Jace got a great deal of pleasure helping Nellie onto the wagon, and once she was seated he flipped the reins of the horses and took off. He wanted to get out of Chandler as fast as possible. He held his breath until the houses were in the distance and open country surrounded them.
He reined in the horses and slowed them to a walk. “How have you been, Nellie?”
Nellie looked at him, so handsome, his strong white teeth showing against lips she knew to be soft and warm, and swallowed. Perhaps she had been hasty in her decision to leave with him. “All right,” she mumbled, trying to move away from him on the seat, but the way he drove, with his legs wide apart, caused his thigh to press against hers.
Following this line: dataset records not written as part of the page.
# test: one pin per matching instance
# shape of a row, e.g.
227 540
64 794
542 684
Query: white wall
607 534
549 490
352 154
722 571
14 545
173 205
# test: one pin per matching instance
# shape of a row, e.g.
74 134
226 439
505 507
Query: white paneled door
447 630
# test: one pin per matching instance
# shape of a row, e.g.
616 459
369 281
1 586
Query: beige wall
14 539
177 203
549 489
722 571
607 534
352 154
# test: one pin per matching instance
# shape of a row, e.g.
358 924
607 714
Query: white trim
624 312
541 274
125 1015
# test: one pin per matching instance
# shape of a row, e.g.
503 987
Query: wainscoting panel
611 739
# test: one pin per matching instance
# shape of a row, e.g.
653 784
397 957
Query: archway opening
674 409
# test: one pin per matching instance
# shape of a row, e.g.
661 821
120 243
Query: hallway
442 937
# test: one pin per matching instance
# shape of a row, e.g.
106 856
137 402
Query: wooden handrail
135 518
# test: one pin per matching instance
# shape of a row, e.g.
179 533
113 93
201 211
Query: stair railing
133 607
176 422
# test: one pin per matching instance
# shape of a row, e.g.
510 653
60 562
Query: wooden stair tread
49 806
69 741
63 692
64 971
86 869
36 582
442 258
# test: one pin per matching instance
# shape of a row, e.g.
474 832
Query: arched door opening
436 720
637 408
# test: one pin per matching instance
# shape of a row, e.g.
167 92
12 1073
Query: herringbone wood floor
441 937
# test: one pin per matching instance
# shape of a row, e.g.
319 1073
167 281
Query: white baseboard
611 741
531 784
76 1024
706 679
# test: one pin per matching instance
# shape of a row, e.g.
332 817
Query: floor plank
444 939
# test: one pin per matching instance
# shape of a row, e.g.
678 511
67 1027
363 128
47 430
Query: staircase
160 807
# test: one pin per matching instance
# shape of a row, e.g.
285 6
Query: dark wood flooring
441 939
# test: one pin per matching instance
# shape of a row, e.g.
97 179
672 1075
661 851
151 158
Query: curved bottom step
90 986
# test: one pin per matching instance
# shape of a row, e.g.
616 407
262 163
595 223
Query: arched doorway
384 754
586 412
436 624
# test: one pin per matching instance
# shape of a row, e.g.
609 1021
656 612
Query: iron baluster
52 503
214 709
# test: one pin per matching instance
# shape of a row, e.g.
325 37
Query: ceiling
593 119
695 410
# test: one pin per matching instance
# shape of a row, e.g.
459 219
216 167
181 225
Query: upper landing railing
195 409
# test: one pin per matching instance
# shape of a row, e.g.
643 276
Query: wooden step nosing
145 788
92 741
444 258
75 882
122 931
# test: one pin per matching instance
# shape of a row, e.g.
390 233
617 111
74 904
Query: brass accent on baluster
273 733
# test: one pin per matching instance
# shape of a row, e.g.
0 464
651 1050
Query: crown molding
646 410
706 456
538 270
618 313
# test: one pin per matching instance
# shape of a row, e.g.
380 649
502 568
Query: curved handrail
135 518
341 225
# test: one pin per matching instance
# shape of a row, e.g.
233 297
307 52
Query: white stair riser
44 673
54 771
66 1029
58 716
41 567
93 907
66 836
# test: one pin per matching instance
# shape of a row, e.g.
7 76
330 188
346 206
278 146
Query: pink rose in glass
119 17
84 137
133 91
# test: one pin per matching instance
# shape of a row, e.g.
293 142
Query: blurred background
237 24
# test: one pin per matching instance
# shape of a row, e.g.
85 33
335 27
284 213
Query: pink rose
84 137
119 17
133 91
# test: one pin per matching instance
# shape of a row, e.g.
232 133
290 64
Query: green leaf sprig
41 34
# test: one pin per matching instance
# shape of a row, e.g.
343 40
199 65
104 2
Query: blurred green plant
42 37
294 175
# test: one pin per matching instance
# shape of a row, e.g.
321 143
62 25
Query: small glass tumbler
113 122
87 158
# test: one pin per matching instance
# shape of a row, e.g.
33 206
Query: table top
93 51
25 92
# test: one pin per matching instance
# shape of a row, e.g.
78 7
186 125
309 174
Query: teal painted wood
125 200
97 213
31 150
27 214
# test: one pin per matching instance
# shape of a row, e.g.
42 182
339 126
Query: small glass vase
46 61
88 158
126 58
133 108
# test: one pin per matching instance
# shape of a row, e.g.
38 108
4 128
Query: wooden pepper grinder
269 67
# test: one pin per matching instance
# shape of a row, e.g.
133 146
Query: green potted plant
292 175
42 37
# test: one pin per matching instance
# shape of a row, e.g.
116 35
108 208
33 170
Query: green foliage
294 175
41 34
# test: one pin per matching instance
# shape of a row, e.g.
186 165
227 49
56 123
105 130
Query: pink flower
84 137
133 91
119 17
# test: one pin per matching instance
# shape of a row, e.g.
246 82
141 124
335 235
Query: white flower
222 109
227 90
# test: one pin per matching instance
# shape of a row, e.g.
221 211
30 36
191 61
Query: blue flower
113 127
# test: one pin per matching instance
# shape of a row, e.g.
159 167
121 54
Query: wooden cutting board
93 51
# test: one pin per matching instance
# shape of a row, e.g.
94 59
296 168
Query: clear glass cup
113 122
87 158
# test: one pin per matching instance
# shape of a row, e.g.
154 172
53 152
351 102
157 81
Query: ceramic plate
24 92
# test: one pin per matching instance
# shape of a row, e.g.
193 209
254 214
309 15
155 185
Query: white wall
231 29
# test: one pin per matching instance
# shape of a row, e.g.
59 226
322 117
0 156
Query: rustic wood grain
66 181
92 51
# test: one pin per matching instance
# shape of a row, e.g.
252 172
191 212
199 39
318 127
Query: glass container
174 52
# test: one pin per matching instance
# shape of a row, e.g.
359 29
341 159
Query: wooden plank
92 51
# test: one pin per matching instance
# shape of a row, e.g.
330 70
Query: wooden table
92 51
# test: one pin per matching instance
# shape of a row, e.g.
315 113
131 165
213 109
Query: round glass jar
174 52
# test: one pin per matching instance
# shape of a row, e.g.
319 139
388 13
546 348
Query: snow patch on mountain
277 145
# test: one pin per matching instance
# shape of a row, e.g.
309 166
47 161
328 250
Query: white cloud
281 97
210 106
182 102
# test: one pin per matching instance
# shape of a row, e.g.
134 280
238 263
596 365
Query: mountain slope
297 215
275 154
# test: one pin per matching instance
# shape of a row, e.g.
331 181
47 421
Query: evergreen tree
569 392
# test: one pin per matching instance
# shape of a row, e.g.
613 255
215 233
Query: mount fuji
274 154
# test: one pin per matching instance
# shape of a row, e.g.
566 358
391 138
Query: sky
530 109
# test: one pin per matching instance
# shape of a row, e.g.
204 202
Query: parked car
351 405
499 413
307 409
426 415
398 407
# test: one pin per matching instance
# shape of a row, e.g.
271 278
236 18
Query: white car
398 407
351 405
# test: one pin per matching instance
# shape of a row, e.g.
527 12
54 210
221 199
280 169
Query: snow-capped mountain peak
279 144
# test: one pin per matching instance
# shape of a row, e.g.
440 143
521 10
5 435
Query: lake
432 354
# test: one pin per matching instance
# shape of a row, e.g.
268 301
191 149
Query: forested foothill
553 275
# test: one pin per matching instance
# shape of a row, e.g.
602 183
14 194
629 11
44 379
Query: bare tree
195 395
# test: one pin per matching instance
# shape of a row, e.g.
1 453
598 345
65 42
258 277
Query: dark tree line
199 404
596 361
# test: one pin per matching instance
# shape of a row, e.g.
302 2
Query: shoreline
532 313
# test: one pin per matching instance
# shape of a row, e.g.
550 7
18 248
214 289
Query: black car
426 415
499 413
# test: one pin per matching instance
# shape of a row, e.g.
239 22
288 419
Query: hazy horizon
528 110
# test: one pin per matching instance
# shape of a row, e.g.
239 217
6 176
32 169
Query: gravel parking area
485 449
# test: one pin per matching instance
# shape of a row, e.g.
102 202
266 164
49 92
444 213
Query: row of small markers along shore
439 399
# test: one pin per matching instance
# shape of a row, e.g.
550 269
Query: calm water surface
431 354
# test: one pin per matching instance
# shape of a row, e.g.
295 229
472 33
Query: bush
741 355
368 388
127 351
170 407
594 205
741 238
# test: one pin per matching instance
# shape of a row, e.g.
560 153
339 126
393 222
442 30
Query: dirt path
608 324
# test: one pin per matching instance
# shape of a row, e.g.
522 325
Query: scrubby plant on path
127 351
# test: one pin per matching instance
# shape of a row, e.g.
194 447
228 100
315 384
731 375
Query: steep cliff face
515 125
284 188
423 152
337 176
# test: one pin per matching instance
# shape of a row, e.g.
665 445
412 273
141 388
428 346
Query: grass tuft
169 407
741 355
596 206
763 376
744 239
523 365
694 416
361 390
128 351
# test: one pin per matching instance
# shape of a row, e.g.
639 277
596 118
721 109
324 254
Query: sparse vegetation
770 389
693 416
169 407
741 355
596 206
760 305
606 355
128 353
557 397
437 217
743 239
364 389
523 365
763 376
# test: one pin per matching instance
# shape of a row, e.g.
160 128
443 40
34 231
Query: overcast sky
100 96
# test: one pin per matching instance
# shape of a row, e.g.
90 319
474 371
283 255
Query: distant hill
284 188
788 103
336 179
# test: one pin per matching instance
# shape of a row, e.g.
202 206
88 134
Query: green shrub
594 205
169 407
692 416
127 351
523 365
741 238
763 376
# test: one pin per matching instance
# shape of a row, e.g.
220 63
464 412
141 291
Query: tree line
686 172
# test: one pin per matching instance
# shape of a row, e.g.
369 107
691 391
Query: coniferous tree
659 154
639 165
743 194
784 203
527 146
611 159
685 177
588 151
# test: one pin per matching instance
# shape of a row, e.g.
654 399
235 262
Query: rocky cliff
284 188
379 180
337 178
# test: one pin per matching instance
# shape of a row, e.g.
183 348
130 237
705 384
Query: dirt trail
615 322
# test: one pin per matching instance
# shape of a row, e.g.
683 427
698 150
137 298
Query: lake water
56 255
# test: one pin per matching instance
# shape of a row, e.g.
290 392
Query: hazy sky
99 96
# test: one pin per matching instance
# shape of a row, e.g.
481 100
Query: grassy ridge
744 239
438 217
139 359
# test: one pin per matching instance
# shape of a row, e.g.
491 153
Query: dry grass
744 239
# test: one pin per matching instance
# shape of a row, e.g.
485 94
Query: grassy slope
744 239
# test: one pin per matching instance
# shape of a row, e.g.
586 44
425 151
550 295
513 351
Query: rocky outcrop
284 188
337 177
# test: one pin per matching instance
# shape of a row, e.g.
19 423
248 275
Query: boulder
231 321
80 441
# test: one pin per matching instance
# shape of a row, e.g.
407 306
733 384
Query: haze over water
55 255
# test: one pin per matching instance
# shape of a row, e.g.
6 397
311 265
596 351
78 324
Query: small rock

“I hear you and your sister have been receiving invitations to everything in town.”
“Terel has, not me.”
He looked at her, surprised. “Yesterday Miss Emily asked me why you’d been refusing all the invitations sent to you. People are beginning to think you’re snubbing them.”
It was Nellie’s turn to be surprised. “But I haven’t been invited. All the invitations have been to Terel.”
“Hmmm,” he said, looking back at the horses.
“Mr. Montgomery, are you implying that my sister kept the invitations from me?”
“Did you get the flowers I sent? I’ve sent you flowers every day for the past week.”
“I received no flowers,” she said softly.
“How about the two letters I sent?”
Nellie didn’t answer.
“The puppy?”
“Puppy?”
“Cute little collie pup. It was returned to the hotel with a note from you saying you didn’t want anything from me, nor did you ever want to see me again. He was a frisky pup, wasn’t he?”
“I never saw him,” Nellie mumbled.
“I’m sorry, I couldn’t hear you.”
“I didn’t see the puppy,” Nellie said louder. Could Terel or her father have kept her from knowing of these gifts and messages? Why would they do that? Terel had said that no word had come from Mr. Montgomery. “How is Olivia Truman?”
“Who?”
“Olivia Truman. She’s a very pretty redhead. Her father owns quite a bit of land outside Chandler.”
“I don’t remember meeting her.”
“You must have met her at one of the social events you’ve attended this week. The garden party? The box lunch? The church supper?”
Jace was beginning to understand. “Since I saw you last I have worked in your father’s office, bent over a stack of dirty ledgers, and I have spent my evenings at my cousin’s house. Houston will tell you that I’ve had dinner at their house every night this week, and my social life has consisted of giving about a million piggy back rides to those three kids.”
Nellie was silent for a while. Every evening Terel had told her where she had seen Mr. Montgomery and with whom he’d been. One of them was not telling the truth and instinctively she knew it was Terel. Perhaps she meant to protect me, Nellie thought. Perhaps she was doing what she thought was best for me.
“How are you enjoying Chandler, Mr. Montgomery?” she asked, trying to make polite conversation.
“I’m enjoying it quite a lot now that you’re beside me again,” he answered.
Nellie didn’t know what to say in reply. Was he the villain portrayed by her father and Terel, or was he as he seemed to her? She’d never had any reason before to doubt her family, but now there were things puzzling her.
They were some miles out of town when, coming over a hill, Jace looked down into a valley and saw the freight driver’s wagon, loaded with corn and still sitting beside the cabin. He knew without a doubt that the man hadn’t understood his plan.
Jace brought the wagon to a halt. “Nellie, I have to leave you here. I’m afraid that the driver’s wife may have some contagious illness. I couldn’t bear to expose you to it.”